How Dubai is leading the global charge in branded residences
Dubai is forecast to become the world’s largest city based on pipeline branded residential schemes
The growth of branded residences is outpacing hotels in the Middle East, with new projects concentrated in Dubai, according to real estate consultants Savills.
New research shows that 100 branded residential schemes opened this year in the Middle East despite the impact of the coronavirus pandemic and the wider economic slowdown.
Savills said over the past 10 years, the growth of such schemes has outpaced hoteliers, rising from 11 percent of the total market in 2010 to 16 percent in 2020.
Eleven new non-hotelier brands are expected to enter the market by 2025 but hotel brands still dominate and account for 84 percent of current schemes and 88 percent of the pipeline, it noted.
Marriott, whose brands include W, The Ritz-Carlton and St Regis, is by far the leader in the sector and is set to remain so, the research added.
Globally, Miami (32 schemes), Dubai (29 schemes) and New York (25 schemes) are the top three cities for branded residences, Savills said, adding that 12 countries will see their first branded residential projects over the next four years in locations as diverse as Iceland, Paraguay and Nigeria.
Egypt is forecast to grow fastest of any country over the next four years, rising from one to 18 schemes, while other countries moving from a low base include Spain (+83 percent), Bahrain, Belize and Costa Rica (+80 percent).
Richard Paul, head of professional services for the Middle East at Savills said: “When it comes to price, branded residences achieve a premium, on average, of 31 percent over equivalent non-branded properties, although this figure can vary significantly by location.
“If we look at Dubai, it is forecast to become the largest city based on pipeline schemes with a notable increase from Dubai-based master-developer Emaar who has risen to 10th place from 24th in 2007.”
Jaidev Menezes, vice president of Marriott International’s Mixed-Use Development – Middle East & Africa section, added: “The growth of the branded residences portfolio is fueled by developer and purchaser demand for our well-established premium and luxury brands and our proven track record of operating 100+ branded residence schemes globally.
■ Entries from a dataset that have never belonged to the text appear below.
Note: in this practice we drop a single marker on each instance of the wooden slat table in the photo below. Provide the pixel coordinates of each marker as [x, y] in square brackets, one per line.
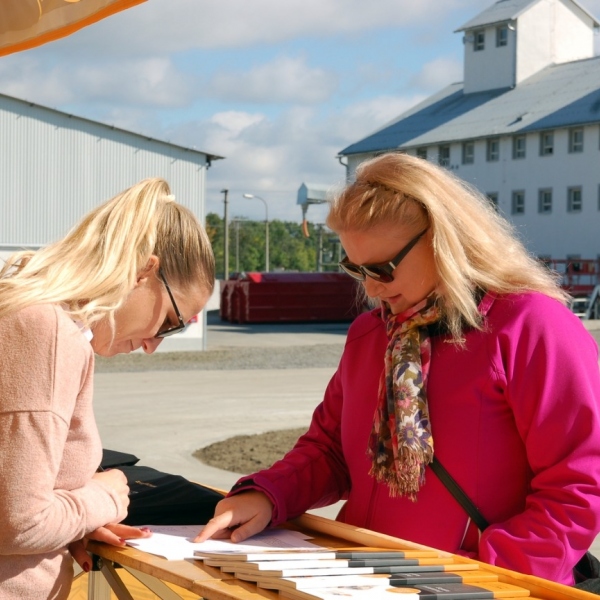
[212, 584]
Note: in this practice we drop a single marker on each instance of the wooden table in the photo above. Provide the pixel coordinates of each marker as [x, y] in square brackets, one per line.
[212, 584]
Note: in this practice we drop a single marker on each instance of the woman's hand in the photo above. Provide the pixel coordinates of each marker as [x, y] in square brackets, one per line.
[113, 533]
[238, 517]
[116, 482]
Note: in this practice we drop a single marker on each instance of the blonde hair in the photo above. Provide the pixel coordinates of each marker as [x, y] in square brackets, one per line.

We see continued growth opportunities across the region for co-located projects (hotel/branded residences) as well as standalone branded residences across urban, suburban and resort markets.”
The UAE, Mexico and Brazil are expected to add the most schemes by number among the fastest growing countries – those adding at least 50 percent to their existing supply – while Vietnam, the UK, Morocco, Malaysia, Australia and Saudi Arabia also have a pipeline of at least six schemes.
Paul Tostevin, director, Savills World Research, said: “This mixture of emerging and established prime markets illustrates the ever-widening reach of the sector today. Now a proven formula, brands are confident entering new territories.”
According to Savills, the highest brand premiums are achieved in the emerging markets. Recently established markets such as Bangkok, Beijing and Phuket achieve premiums between 40 percent and 45 percent, comparatively higher than more mature markets.
It added that truly emerging markets which have few branded properties can command prices that are double to non-branded stock as demonstrated by Almaty and Belgrade with premiums of 150 percent and 120 percent respectively.